While you can find 3 independent vectors satisfying this, they simply do not span the space tangent to your hypersurface. Since [itex]h_{\mu\nu}n^\mu[/itex] is 0, this [itex]h[/itex] really behaves as a 3x3 metric on the hypersurfaces.
Isn't [itex](\nabla_\mu t) dx^\mu=(\partial_\mu t) dx^\mu= dt[/itex] so that this is simply the gradient and is therefore normal to the level sets of the function t?
This is a mysterious statement. I have 3 linearly independent vectors that are each orthogonal to [itex]dt[/itex]. The subspace of the tangent space orthogonal to [itex]dt[/itex] is 3-dimensional. Therefore it is a simple fact of linear algebra that these 3 linearly-independent vectors span this space...

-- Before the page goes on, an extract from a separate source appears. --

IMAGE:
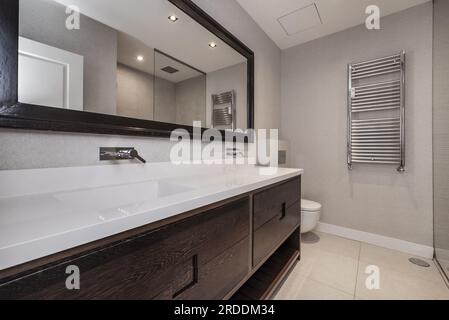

I would understand an equation like h(x,y)=g(x,y) for x, y on the hypersurface. And I would also understand an equation like [itex]h_{ij} x^i y^j=g_{ij} x^i y^j[/itex] since i and j explicitly only run from 1 to 3 on both sides of the equation. What I don't seem to get is an equation like [itex]h_{ab}=g_{ab} + n_a n_b[/itex] where now it seems like a and b, if I take them to be indices, would run from 0-3, and now h is a 4x4 matrix.